I liked French’s writing style; the overall atmosphere of the book was creepy and delicious. The interplay between the two main characters, Rob and his partner Cassie Maddox, was also compelling. The book falters a bit in the ending, but it’s not as bad as some reviews I’ve read have made it out to be. I gave it 3 stars at Goodreads, but it’s really more of a 3.5 (half-stars! get on that, Goodreads).

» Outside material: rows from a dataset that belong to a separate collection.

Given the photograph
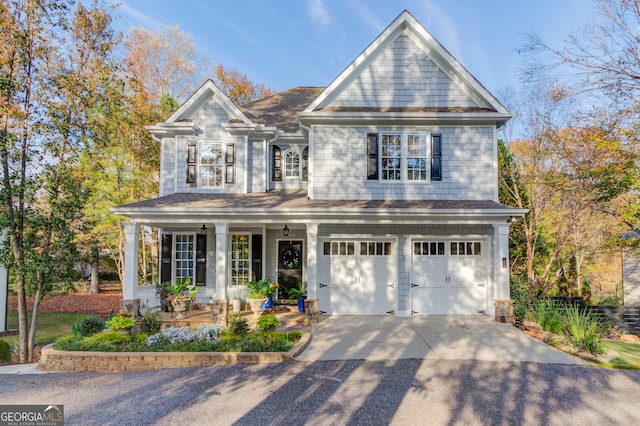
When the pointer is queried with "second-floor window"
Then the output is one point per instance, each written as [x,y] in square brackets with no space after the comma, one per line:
[404,157]
[211,164]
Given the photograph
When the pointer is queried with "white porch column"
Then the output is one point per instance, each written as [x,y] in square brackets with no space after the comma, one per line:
[222,242]
[4,288]
[501,238]
[131,236]
[312,260]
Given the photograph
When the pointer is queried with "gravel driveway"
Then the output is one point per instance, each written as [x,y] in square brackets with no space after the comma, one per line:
[400,392]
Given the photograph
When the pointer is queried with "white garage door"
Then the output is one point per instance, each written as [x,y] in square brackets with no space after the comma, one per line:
[357,277]
[449,277]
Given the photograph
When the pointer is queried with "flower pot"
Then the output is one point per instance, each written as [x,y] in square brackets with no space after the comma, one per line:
[237,305]
[268,304]
[180,307]
[256,305]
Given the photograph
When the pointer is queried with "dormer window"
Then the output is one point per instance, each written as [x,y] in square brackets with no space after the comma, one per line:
[404,157]
[291,164]
[211,165]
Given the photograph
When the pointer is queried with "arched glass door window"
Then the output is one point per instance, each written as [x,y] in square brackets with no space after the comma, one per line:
[292,164]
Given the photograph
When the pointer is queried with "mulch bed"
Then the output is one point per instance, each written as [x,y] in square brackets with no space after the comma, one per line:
[79,303]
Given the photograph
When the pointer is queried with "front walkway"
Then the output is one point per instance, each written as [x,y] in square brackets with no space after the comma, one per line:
[453,337]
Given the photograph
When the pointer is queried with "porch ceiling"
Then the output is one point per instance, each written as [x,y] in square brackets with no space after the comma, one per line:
[294,206]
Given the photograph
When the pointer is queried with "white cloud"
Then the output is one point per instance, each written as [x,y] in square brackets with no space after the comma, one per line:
[319,13]
[144,19]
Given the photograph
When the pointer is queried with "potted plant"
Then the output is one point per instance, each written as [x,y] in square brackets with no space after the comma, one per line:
[181,294]
[299,293]
[261,295]
[163,290]
[122,323]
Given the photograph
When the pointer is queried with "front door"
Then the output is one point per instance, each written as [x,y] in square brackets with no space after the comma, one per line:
[289,266]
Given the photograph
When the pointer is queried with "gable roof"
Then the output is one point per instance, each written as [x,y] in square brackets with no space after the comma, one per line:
[281,110]
[429,60]
[200,97]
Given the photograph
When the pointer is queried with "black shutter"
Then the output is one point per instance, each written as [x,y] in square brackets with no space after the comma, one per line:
[165,258]
[372,156]
[201,259]
[436,157]
[305,164]
[230,166]
[277,164]
[191,164]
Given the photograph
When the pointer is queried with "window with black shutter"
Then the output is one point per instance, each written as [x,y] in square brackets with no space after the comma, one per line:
[305,164]
[436,157]
[165,258]
[277,164]
[372,156]
[191,164]
[230,164]
[201,260]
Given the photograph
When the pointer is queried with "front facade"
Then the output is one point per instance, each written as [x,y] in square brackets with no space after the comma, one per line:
[380,190]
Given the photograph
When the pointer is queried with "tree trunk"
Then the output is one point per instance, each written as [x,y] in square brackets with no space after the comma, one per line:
[34,322]
[95,278]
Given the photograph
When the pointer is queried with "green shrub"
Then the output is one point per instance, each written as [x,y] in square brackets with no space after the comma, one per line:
[238,326]
[268,322]
[120,322]
[585,328]
[5,351]
[103,340]
[88,326]
[548,314]
[150,324]
[269,341]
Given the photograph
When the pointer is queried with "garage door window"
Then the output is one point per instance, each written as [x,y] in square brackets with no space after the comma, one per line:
[466,248]
[428,248]
[339,248]
[375,248]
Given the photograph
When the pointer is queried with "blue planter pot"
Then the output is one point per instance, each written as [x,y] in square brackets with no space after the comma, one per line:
[268,304]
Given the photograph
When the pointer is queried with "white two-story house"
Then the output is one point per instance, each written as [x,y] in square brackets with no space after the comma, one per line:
[379,190]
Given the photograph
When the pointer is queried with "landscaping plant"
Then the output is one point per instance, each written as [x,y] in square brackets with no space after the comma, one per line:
[548,314]
[238,326]
[150,324]
[90,325]
[268,322]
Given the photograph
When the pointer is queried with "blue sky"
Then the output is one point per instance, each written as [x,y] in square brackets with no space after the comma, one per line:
[288,43]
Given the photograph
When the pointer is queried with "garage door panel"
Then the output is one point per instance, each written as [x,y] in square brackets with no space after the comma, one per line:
[360,277]
[453,282]
[466,300]
[429,301]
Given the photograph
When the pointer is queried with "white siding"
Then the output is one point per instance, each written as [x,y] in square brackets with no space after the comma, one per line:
[340,168]
[403,76]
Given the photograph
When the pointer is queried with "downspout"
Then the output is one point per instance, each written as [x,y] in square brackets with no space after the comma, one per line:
[309,168]
[266,159]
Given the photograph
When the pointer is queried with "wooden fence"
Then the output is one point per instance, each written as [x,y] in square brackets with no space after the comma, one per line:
[626,318]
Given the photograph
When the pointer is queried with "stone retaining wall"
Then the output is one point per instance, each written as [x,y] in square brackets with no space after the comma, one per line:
[55,360]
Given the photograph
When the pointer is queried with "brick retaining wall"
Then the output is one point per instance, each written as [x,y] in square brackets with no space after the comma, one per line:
[55,360]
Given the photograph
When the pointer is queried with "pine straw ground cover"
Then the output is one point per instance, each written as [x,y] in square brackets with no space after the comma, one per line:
[56,315]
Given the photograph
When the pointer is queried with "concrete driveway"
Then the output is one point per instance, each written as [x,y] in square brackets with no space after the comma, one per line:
[451,337]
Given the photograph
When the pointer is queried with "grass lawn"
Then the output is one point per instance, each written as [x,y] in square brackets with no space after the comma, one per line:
[51,325]
[628,355]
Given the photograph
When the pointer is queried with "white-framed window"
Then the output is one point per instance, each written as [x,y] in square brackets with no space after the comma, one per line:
[403,157]
[184,252]
[291,164]
[211,164]
[240,247]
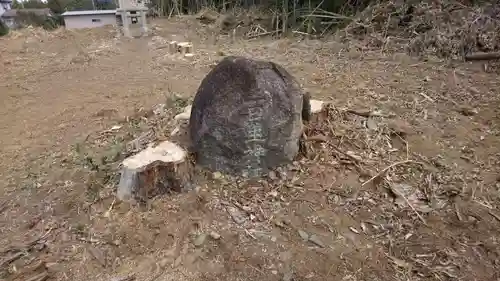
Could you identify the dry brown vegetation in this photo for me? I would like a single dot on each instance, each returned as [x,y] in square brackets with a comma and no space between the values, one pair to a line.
[400,181]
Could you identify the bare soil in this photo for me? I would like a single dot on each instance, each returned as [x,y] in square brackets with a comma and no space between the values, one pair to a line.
[341,213]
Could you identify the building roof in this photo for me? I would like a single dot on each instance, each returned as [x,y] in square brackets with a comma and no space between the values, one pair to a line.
[89,12]
[14,12]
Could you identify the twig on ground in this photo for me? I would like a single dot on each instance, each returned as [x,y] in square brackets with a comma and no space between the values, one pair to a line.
[398,193]
[483,56]
[388,168]
[497,217]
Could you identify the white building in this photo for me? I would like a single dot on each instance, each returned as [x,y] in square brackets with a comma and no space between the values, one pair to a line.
[89,19]
[5,5]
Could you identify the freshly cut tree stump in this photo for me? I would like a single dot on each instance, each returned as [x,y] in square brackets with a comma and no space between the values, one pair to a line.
[172,47]
[154,171]
[185,48]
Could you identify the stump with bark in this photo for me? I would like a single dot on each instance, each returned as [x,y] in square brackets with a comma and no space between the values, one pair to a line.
[154,171]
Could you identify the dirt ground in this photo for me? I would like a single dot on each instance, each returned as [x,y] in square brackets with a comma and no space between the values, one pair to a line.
[402,182]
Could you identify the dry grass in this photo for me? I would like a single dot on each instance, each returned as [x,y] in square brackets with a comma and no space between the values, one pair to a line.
[399,181]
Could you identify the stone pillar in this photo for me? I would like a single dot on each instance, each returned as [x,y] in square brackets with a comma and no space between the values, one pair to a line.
[126,24]
[144,23]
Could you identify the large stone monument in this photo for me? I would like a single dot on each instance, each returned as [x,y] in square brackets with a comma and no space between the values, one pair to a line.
[246,118]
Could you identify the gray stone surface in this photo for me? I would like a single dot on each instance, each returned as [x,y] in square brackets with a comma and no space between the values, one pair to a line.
[246,117]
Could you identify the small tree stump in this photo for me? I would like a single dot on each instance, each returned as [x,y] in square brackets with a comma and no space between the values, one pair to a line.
[185,48]
[172,47]
[154,171]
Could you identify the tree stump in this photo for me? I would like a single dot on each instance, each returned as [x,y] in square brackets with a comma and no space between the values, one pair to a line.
[154,171]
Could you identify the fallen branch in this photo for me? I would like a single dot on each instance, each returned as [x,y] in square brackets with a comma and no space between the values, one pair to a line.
[262,34]
[379,174]
[483,56]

The thing is, I think the mystery here is more of a device through which to get to know the characters. It’s not really the point—it’s a macguffin, basically. My favorite kind of story 🙂 So I’m less critical of how the story ended here than I would be if it was a straightforward detective story where you have certain expectations of the ending.

Hope that’s neither too vague or too spoilery! I’ll definitely be checking out the sequels to In the Woods (there are three so far: The Likeness, Faithful Place, and Broken Harbor).